Overview
Welcome to the developer documentation for Age threshold verification using Yoti's AI Age Estimation. This documentation is targeted towards verifying that an end-user meet's the age verification threshold. It includes the following:
- Age estimation
- Anti-spoofing
- Face capture
You will need to create a Yoti Hub account with an e-mail & password or using the Yoti App on your phone and register your business with Yoti. Click below for more info.
Technical overview
The user's image is securely transmitted to the Yoti API (hosted in the United Kingdom and uses TLS 1.3 encryption in transit).
Optionally, you can use Anti-spoofing to add a layer of security to the service and ensure the user is using their own face for estimation. Yoti uses machine learning to train a deep neural network to recognise presentation attacks. This will help prevent malicious users trying to user a fake image to get a higher or lower age estimation than a legitimate attempt would produce.
After the service performs the processing, the captured facial image is discarded and Yoti API returns:
- Age check result or Predicted age with uncertainty value.
- Anti-spoofing predicted value.

Age estimation overview
To read more about Age estimation, please see our white paper.
Using Yoti responsibly
We pride ourselves on how we handle our users' data. We use tech for good and enable users to securely prove their identity or age, always being transparent about what happens to their details.

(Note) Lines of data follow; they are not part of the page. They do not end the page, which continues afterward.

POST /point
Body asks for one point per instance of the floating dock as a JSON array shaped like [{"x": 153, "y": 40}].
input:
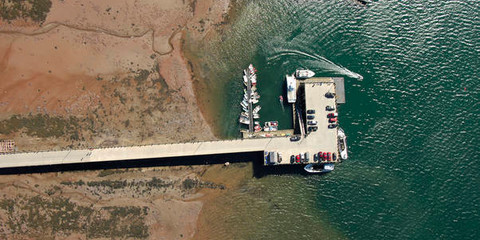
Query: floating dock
[{"x": 311, "y": 95}]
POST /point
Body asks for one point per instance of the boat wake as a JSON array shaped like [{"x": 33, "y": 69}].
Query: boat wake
[{"x": 327, "y": 64}]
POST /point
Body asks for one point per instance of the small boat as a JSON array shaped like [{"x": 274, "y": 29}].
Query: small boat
[
  {"x": 270, "y": 126},
  {"x": 304, "y": 73},
  {"x": 342, "y": 144},
  {"x": 319, "y": 168},
  {"x": 256, "y": 109},
  {"x": 291, "y": 89},
  {"x": 244, "y": 120}
]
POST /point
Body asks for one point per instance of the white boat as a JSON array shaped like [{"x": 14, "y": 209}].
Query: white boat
[
  {"x": 291, "y": 88},
  {"x": 256, "y": 109},
  {"x": 244, "y": 120},
  {"x": 342, "y": 144},
  {"x": 245, "y": 80},
  {"x": 304, "y": 73},
  {"x": 319, "y": 168},
  {"x": 270, "y": 126}
]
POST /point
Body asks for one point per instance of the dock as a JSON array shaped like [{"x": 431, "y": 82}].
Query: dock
[
  {"x": 313, "y": 97},
  {"x": 250, "y": 105}
]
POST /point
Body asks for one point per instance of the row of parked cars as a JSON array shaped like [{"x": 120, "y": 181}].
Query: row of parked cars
[
  {"x": 324, "y": 156},
  {"x": 300, "y": 158},
  {"x": 317, "y": 157}
]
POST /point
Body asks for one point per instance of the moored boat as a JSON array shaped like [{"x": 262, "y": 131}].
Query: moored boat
[
  {"x": 304, "y": 73},
  {"x": 256, "y": 109},
  {"x": 291, "y": 89},
  {"x": 270, "y": 126},
  {"x": 244, "y": 120},
  {"x": 319, "y": 168},
  {"x": 342, "y": 144}
]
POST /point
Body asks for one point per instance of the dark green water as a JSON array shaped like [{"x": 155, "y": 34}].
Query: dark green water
[{"x": 413, "y": 123}]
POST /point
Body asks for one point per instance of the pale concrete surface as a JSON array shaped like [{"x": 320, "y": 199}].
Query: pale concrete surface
[{"x": 324, "y": 139}]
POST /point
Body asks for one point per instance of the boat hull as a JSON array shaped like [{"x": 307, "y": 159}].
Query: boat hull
[{"x": 325, "y": 168}]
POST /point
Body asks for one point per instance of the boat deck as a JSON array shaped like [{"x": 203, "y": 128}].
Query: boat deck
[{"x": 324, "y": 139}]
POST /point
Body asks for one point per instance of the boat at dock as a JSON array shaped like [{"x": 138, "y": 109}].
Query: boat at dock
[
  {"x": 256, "y": 109},
  {"x": 291, "y": 88},
  {"x": 342, "y": 144},
  {"x": 271, "y": 126},
  {"x": 244, "y": 120},
  {"x": 320, "y": 168},
  {"x": 304, "y": 73}
]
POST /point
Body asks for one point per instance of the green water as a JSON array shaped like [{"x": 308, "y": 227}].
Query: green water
[{"x": 413, "y": 122}]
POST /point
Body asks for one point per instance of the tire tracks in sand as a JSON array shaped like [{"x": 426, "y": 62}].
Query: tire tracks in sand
[{"x": 53, "y": 25}]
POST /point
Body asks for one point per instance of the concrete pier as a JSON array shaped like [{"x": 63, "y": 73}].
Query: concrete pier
[{"x": 324, "y": 140}]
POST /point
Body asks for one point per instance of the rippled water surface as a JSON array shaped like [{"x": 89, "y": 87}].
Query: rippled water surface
[{"x": 412, "y": 123}]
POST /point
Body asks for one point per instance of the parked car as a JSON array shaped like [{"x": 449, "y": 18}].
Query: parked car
[
  {"x": 295, "y": 138},
  {"x": 329, "y": 95},
  {"x": 331, "y": 115}
]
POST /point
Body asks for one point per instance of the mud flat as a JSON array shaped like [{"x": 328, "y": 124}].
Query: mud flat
[{"x": 79, "y": 74}]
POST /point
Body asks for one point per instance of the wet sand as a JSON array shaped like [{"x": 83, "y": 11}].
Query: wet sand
[{"x": 114, "y": 72}]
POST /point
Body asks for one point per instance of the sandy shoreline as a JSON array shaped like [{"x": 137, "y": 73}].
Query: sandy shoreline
[{"x": 98, "y": 74}]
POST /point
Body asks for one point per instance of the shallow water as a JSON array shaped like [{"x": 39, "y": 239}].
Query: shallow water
[{"x": 412, "y": 122}]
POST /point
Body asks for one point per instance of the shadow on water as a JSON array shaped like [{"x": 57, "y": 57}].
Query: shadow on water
[{"x": 256, "y": 157}]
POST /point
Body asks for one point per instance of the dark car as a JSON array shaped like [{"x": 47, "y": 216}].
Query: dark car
[
  {"x": 331, "y": 115},
  {"x": 294, "y": 138},
  {"x": 329, "y": 95}
]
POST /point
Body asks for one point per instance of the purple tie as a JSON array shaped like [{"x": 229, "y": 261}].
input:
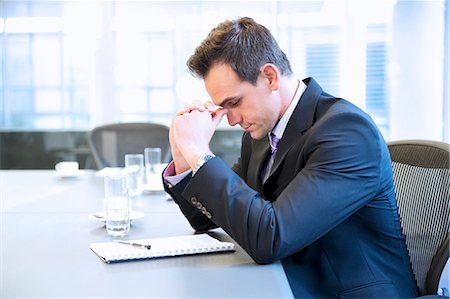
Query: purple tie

- Be transparent about why you're collecting data and only use this data for those reasons.
- Only collect the information you actually need. Data minimisation is one of the main benefits of Yoti, so people don't have to provide more information than is actually necessary.
- Make sure any information you export to your own systems is stored securely. Data security is at the heart of what we do and we think it should be important to every organisation.